¡Ay, la fama, la fama! Maldita estragadora que levanta monumentos desde el barro, luego esparce pátinas perfectas sobre objetos que no lo son y así nos arrebata la chance de tocarlos y, por consecuencia, de conocerlos al dedillo. La fama y la genialidad son las hijas putativas de dios y la trascendencia, conceptos derivativos nunca corroborados que circulan orondos por la opinión y el juicio (como si estos fueran la misma cosa).
Como iba diciendo: Malala se compró un
futón. Para el estreno,
El Padrino III. El plan perfecto: observar, entre el sillón y el dvd, el magnificente ocaso de una familia brutal, en la consabida solvencia de un cineasta mayor. Coppola, el renovador de las formas del cine estadounidense, y el final de su obra consagratoria.
Ni mierda:
El Padrino III es un fiasco. Hace unos días habíamos visto las otras dos. La primera, impecable, como podría esperarse de quien dos años después dirigiría
La conversación, ese perfecto panegírico del encierro y la paranoia.

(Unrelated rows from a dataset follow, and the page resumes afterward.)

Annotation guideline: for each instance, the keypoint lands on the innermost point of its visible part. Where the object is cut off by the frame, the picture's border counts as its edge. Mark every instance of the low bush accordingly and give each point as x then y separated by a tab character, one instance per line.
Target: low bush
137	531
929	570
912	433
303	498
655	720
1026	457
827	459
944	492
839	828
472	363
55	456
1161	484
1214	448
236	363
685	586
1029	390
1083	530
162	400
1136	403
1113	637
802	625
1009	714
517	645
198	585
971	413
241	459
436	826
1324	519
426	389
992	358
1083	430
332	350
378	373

La II, con su narración paralelística, oscila entre la belleza y la intrascendencia, amén de que como historia cerrada queda boqueando, invocando ansiosa una secuela. Pero la secuela llegó dieciséis años después, podríamos decir, ya en las postrimerías del talento del director, quien entregaría sólo una muy buena película más (
Drácula). Incluso hay planos que parecen sacados
Drácula, en una suerte de ensayo que le perpetra a la saga una fatal ruptura de su primigenia isotopía estilística. (También Al Pacino practica, para el futuro, su rol genérico de galán maduro con que asombraría a nadie en
Perfume de mujer.)
De modo que en mi misérrima bolsa de valores, Coppola cae un 8 por ciento y ratifica la tendencia volátil del mercado, tal vez como efecto contagio de la crisis mundial, correlato financiero de un mundo desbaratado por sus propios dueños.
(Por el contrario
Alta fidelidad sostiene estables sus valores, con una leve tendencia al alza.)